Re: array_agg() on a set larger than some arbitrary(?) limit causes runaway memory usage and eventually memory exhaustion - Mailing list pgsql-bugs

From Frank van Vugt
Subject Re: array_agg() on a set larger than some arbitrary(?) limit causes runaway memory usage and eventually memory exhaustion
Date
Msg-id 1615181.fDHOPIPOzk@techfox.foxi
Whole thread Raw
In response to Re: array_agg() on a set larger than some arbitrary(?) limit causes runaway memory usage and eventually memory exhaustion  (Tomas Vondra <tv@fuzzy.cz>)
Responses Re: array_agg() on a set larger than some arbitrary(?) limit causes runaway memory usage and eventually memory exhaustion
List pgsql-bugs
Hi,

Interesting read so far!

Op zondag 20 oktober 2013 04:48:01 schreef Tomas Vondra:
> because the example is constructed so that groups with multiple elements
> are very unlikely).

yep, the original intention of the 'experiment' was to investigate how often
random() would 'clash' on various machines with/without hardware number
generators, etc

> the report says that it consumed ~32GB RAM and swap (not sure how
> much, but probably not a small amount).

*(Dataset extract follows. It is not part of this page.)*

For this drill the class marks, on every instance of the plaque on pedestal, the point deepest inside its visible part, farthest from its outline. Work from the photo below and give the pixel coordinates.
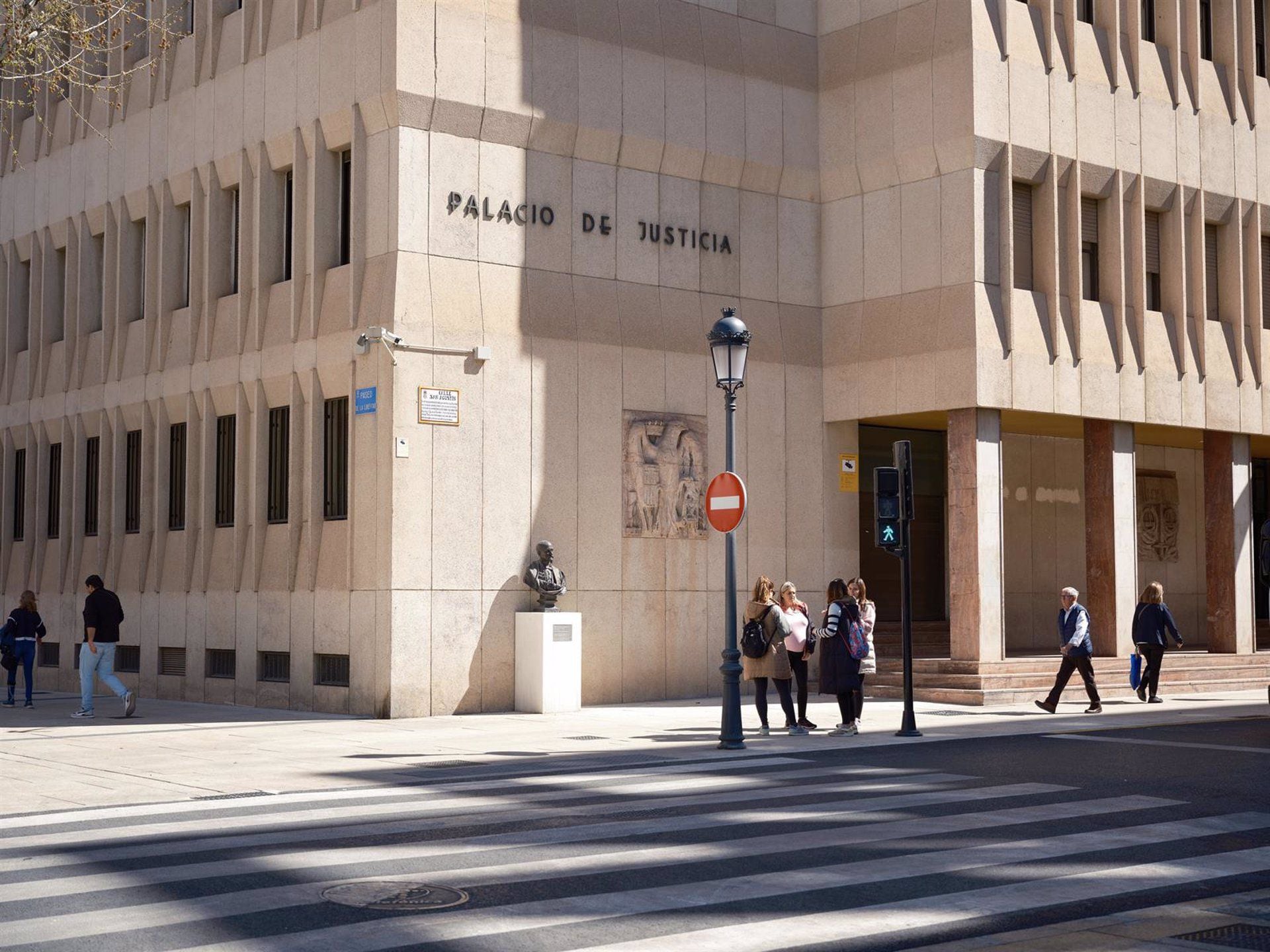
(548, 662)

On my machine it easily ate 8GB
> of RAM and 4GB of swap (and then got shot by OOM).

amount of swap is 32GB as well (see output of 'free' on top of report ;) )

> Anyway, I disabled the preallocation (i.e. 1 element initially, +1 for
> each iteration) which should be ~80MB of data, but even then I was
> unable to execute that query.
>
> The effect on smaller queries (say, 1e6 rows) was negligible too - it
> consumed more or less the same amount of memory, irrespectedly of the
> preallocation.

on my setup, running the array_agg() over 1e6 records uses up ~5GB

> With 1e6 groups that's ~8GB (not really far from what I see here), and
> with 1e7 groups it's ~80GB. Not the most efficient approach for 80MB of
> values.

exactly, the 'scaling' of memory hunger was not what I'd expect from such a
recordset, which made me write up the report

> The failing query is slightly artificial, but pretty much any array_agg
> query with large number of groups is going to fail exactly the same. So
> if we could improve that somehow, that'd be nice.

exactly

> But let's say it's a minor issue, and by switching to a shared memory
> context we've already saved ~50% memory for such these cases (single
> element in a group, 1kB chunk - 64*8B = 512B).

I never ran into this earlier (and I've been using PostgreSQL for quite some
time now) and even now, this is not about a 'production query', so I'm happy
with any and all benefits for future versions that come from this ;)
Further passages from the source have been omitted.